W małej miejscowości Midwich dochodzi do dziwnego wydarzenia - najpierw mieszkańcy zapadają w pewien rodzaj śpiączki, a po pewnym czasie okazuje się, że wszystkie kobiety w wieku rozrodczym spodziewają się dziecka. Oczywiście w pierwszej kolejności wywołuje to skandal obyczajowy, kryzysy małżeńskie, ewentualnie dramaty niezamężnych panien. Gdy jednak społeczność trochę ochłonie, padają pierwsze pytania. Co, jak, dlaczego i co dalej? Odpowiedzi na nie nikt udzielić im nie potrafił, więc mieszkańcy pogodzili się z sytuacją, oczekując z nadzieją na wysyp słodkich bobasków. No i się doczekali, chociaż bobaski nie do końca wyszły tak słodkie, jak oczekiwano. Urodziły się bowiem trochę upiorne blond niemowlęta ze złotymi oczami, wszystkie do siebie podobne. Chyba się już domyślacie, że ta klęska urodzaju nie będzie najlepszą rzeczą, jaka mogła się przydarzyć mieszkańcom Midwich...

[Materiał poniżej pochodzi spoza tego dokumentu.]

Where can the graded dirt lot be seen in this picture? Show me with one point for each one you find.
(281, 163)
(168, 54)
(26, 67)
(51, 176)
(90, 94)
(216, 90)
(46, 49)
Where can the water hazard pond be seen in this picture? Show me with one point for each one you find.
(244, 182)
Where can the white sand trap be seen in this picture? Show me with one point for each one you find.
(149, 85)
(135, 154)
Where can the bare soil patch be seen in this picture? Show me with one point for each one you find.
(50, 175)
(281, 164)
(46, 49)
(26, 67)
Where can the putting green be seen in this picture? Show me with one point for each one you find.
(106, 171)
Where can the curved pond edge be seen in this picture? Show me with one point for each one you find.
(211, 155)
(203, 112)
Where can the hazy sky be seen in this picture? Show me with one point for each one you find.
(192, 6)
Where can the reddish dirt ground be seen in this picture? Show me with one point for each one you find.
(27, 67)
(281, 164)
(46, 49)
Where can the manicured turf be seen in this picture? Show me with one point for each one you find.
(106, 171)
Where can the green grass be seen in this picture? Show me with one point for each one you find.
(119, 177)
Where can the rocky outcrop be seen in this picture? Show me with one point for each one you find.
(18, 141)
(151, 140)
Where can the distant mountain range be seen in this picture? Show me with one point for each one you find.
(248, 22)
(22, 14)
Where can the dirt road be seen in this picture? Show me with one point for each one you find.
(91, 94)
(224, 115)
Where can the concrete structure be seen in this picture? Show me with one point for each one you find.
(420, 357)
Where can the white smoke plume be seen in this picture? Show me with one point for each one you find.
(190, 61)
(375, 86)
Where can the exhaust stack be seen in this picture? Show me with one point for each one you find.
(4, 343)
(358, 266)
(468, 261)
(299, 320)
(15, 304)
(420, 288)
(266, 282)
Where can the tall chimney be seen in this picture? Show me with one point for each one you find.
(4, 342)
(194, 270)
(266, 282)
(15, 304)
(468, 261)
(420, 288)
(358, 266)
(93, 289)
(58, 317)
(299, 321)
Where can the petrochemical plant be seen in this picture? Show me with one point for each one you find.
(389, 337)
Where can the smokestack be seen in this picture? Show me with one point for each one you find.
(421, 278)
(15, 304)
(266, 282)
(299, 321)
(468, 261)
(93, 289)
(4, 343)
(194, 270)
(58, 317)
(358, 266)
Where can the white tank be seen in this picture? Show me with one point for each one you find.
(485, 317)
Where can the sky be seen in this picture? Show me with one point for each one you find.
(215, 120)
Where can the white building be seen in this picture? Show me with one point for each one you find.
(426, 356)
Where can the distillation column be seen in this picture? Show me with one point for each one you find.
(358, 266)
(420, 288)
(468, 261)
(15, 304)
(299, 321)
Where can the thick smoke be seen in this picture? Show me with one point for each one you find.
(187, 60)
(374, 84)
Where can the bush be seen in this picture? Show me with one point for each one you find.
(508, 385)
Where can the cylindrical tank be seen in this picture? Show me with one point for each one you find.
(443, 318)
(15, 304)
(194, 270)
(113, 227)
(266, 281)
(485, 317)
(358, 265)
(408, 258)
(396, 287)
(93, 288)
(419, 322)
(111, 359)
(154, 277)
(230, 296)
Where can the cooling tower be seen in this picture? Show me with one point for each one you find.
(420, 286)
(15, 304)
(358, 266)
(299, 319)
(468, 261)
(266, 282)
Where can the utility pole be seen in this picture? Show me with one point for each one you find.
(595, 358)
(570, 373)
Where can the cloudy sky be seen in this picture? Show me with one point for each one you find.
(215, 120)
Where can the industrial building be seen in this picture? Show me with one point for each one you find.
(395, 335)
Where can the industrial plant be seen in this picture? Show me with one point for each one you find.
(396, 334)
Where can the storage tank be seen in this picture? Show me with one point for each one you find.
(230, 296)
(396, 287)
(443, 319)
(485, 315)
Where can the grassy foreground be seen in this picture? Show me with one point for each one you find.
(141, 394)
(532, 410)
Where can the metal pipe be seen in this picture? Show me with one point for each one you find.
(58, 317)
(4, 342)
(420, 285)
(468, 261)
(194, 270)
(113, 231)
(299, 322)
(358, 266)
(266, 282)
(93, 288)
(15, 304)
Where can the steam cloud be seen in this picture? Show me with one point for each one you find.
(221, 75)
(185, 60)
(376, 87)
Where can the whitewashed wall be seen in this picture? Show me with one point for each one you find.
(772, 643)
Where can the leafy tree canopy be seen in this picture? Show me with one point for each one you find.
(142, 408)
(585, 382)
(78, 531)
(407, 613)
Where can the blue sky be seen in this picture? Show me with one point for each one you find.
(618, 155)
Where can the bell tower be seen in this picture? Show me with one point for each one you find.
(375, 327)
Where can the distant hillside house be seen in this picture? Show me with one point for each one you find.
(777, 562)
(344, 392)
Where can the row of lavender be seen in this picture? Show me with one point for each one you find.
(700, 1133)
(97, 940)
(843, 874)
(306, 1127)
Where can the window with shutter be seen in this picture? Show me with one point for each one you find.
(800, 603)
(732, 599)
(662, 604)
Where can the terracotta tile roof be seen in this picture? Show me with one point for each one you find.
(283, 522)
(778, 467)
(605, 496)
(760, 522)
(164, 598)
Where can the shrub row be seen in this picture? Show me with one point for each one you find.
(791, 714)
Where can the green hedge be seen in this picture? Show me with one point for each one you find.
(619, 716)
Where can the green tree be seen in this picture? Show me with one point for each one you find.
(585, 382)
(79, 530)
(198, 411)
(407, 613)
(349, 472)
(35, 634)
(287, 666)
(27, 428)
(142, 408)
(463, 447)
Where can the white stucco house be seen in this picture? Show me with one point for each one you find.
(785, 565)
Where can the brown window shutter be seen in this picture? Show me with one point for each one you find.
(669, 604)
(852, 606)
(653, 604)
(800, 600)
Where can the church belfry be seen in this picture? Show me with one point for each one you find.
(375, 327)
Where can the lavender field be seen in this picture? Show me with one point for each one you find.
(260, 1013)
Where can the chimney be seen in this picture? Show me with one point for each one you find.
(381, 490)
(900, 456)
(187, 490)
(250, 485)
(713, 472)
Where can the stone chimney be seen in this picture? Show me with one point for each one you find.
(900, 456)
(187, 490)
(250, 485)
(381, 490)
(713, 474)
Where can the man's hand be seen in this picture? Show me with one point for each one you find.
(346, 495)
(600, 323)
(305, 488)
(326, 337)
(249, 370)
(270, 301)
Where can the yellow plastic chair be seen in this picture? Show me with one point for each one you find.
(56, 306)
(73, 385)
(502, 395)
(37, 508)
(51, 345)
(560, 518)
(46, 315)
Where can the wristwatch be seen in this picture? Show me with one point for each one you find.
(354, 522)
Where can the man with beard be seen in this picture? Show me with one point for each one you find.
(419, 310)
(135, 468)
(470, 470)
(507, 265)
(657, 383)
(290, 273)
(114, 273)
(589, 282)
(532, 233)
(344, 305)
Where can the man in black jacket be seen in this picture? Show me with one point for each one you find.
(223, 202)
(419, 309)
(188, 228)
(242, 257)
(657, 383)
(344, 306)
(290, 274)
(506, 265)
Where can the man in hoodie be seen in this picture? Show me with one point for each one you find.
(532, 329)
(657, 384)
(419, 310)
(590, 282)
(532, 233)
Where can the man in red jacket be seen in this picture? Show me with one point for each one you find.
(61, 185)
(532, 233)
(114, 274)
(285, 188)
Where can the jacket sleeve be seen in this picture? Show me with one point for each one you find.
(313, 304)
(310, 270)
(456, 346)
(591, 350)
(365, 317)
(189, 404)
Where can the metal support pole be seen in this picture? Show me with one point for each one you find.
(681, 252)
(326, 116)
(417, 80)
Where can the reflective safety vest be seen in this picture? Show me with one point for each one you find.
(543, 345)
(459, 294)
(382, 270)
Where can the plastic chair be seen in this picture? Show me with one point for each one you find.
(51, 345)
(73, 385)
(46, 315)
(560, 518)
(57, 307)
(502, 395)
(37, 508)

Temat dzieciaków w horrorach pewnie ma swoich zwolenników, ja chyba jednak nie należę do zbyt zagorzałych wyznawców opętanych, dziwnych czy złowrogich nieletnich przedstawicieli naszego gatunku. No może poza "Omenem" i "Egzorcystą" :) Mimo to spodobał mi się zarówno pomysł na tę książkę, jak i jego wykonanie. Wyndham bez epatowania przemocą zbudował całą fabułę, pokazał narastający problem radzenia sobie społeczności miasteczka z dziećmi, które nie chciały podporządkować się jakimkolwiek regułom, co w końcu doprowadziło do impasu. Książka nie straszy wcale, ale porusza ciekawy temat istnienia bytów o poziomie ewolucyjnym wyższym niż człowiek. Wydaje się nam, że jesteśmy panami świata, a co jeżeli wcale tak nie jest?
Będąc w Rzymie, czyń jak Rzymianie. Do jakich czynów będą zmuszeni mieszkańcy małego miasteczka Midwich? Przekonajcie się sami!